Martin Marietta has 94,000 workers in 37 states, including 780 at its Bethesda corporate headquarters. The company said in October that it expects to cut about 40 percent of that staff.
In addition, it operates two plants in Maryland. In Middle River, where it employs 1,400 workers, the company produces a rocket launching system used on military ships and thrust reversers for commercial jetliners. It employs 480 workers at a plant in Glen Burnie, where submarine warfare equipment is made. That plant is scheduled to be closed early next year.
Martin Marietta officials said the General Dynamics acquisition is not expected to have a major impact on its Maryland operations.
Last year, Martin earned $345.4 million, equal to $7.21 a share, on sales of $5.95 billion.
The proposed sale already has been approved by the boards of directors of both companies.
General Dynamics has gone through a difficult period marked by failures of its Atlas rockets. Between April 1991 and this past March the company experienced three failures in a dozen launch attempts, and flights were suspended until July.
Paul A. Hesse, a General Dynamics spokesman, said the company has had five successful flights since its last Atlas failure.
Martin Marietta has suffered its own misfortunes.

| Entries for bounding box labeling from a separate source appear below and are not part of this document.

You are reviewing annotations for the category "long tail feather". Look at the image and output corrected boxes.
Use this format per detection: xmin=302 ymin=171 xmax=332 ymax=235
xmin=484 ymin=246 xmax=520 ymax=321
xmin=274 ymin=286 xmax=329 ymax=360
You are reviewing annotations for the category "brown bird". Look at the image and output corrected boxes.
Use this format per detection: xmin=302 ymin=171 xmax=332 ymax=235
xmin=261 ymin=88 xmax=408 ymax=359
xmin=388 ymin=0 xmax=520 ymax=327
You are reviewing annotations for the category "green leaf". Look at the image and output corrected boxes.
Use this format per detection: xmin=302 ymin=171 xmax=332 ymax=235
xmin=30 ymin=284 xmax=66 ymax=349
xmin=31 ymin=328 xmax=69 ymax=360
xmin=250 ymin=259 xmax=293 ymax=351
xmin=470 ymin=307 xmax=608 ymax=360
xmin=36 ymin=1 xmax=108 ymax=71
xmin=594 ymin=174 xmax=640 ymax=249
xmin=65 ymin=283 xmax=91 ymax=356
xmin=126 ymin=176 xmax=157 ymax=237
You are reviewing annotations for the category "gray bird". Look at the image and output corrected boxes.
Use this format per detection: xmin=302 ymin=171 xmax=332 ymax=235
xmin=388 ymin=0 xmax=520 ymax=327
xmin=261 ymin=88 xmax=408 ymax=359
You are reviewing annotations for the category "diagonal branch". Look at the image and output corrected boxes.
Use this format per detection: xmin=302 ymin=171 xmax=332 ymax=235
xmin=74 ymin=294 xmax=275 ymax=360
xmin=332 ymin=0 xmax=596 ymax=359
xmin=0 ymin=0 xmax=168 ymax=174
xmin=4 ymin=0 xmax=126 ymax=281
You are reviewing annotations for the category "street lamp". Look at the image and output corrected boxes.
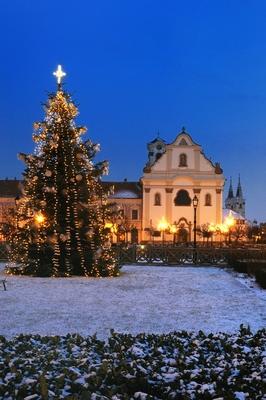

In August a giant Titan IV blew up two minutes into its flight with the loss of a billion-dollar-plus Air Force spy satellite.
Seven days later, the launch of the company's $63 million weather satellite ended in failure. And before the month was over, ground controllers lost contact with the Mars Observer space probe only days before it was to zoom into orbit around the Red Planet.
In October, a $220 million observation satellite that was built by Martin Marietta and launched on a company-made Titan II failed to achieve orbit.
Referring to past problems with the Atlas, Mr. Nisbet said, "One or two more failures and this program might be aborted."
When asked why Martin Marietta wanted to be an industry leader in the international space launch market, Mr. Augustine said he anticipates that the U.S. government will take action to make domestic space companies more competitive with foreign subsidized operations.
"We're betting that the U.S. government will stand up for competitive rules of free trade" that will "level the playing field" between U.S. and foreign launch companies as it did with the semiconductor industry a few years ago.
General Dynamics' space division has about 3,700 workers, the bulk of them at plants in San Diego and in Harlingen, Texas. The company is headquartered in Falls Church, Va.